Читать книгу Теща Темного Властелина - Евгения Барбуца - Страница 4

Глава 1

Оглавление

Дан

– Внук, обед готов, прошу к столу! – слышу сквозь музыку в наушниках крик бабушки.

– Ба, щас подойду! – отозвался я, убивая очередного монстровидного симпатягу пришельца, не забывая комментировать при этом. – Минус!

– Внук, прекращай выражаться, как австралопитеки из подъезда. Живо за стол! – донеслось до меня. У бабули историк в друзьях водится – в периоды, когда не мигрирует на свои раскопки.

Моя бабушка – учитель по призванию, сеет в детях разумное, доброе, вечное, то есть ужас, отчаяние и уважение. Истинный преподаватель русского языка, что в школе, что в университете, что в жизни. Правда, на пенсии, но, как говорится, замашки прирожденного чекиста ни одна пенсия не скроет. Но справедливости ради стоит отметить ее неординарность, стойкий характер, незаурядный ум и строгую выдержку. В наше время таких уже не делают, как она сама и говорит. Но, несмотря ни на что, она у меня либеральная и продвинутая. Я бы сказал прокачанная и тюнингованная.

Ну серьезно, кто в ее годы будет выглядеть лет на пятнадцать моложе? Вот у Пашки из второго подъезда бабушке всего пятьдесят семь, а она старая, сморщенная и на лавочке семечками обстреливает соседей. Слышала бы меня сейчас бабушка! Она обожает, когда я ее нахваливаю. Бабуля вообще во мне души не чает. Правда, это не спасает меня от ежедневного повторения падежей и чтения Толстого наряду с другими классиками. Вы когда-нибудь читали всего Толстого? Нет? Вот зачем вы хвастаетесь? Издеваетесь, да? Молчите, изверги, я и так знал, что вам повезло, и вы отделались пересказом «Войны и мира» в двух словах.
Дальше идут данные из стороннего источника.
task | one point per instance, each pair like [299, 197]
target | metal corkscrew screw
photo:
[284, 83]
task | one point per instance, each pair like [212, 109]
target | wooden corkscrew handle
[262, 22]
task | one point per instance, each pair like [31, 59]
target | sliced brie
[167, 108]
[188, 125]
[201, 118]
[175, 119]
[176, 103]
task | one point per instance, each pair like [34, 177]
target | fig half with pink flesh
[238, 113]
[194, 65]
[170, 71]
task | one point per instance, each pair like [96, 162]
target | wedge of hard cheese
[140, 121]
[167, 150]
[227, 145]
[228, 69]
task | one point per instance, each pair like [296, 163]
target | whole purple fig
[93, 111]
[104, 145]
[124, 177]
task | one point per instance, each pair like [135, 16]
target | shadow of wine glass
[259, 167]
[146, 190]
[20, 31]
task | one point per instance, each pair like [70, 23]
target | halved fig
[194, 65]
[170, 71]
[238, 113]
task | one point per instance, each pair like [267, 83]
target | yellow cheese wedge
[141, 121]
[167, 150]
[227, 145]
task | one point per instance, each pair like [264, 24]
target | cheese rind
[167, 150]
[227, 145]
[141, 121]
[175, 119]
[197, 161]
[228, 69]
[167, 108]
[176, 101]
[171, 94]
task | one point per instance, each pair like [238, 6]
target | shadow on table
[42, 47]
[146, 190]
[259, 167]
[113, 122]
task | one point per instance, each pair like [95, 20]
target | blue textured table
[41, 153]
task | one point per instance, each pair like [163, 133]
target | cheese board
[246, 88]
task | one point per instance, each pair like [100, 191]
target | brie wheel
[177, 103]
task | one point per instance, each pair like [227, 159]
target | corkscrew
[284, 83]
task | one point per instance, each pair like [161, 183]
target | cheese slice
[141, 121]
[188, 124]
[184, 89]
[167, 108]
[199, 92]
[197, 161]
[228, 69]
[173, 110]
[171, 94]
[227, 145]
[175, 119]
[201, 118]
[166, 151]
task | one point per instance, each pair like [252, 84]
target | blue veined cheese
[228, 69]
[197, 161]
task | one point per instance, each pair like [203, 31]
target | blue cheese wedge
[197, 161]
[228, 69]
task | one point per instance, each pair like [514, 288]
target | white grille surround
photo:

В общем, бабушка-педагог – это проклятие и благословение в одном флаконе. Все было бы не так страшно, если бы мы жили раздельно, но судьба посчитала, что я не должен наслаждаться жизнью постоянно, и пришлось мне жить с бабулей, в то время как мои предки скрылись в направлении родной страны отца. Папа у меня из далекого восточного государства, находящегося в постоянном состоянии революции. Мать, как истинная дочь моей бабушки, посчитала себя женой декабриста и отправилась вслед за батей, у которого суперсекретная важная работа. С собой меня ни разу не брали из-за бесконечных боевых действий на родине отца. По мне, так предки просто сбежали от бабули, а меня оставили на откуп.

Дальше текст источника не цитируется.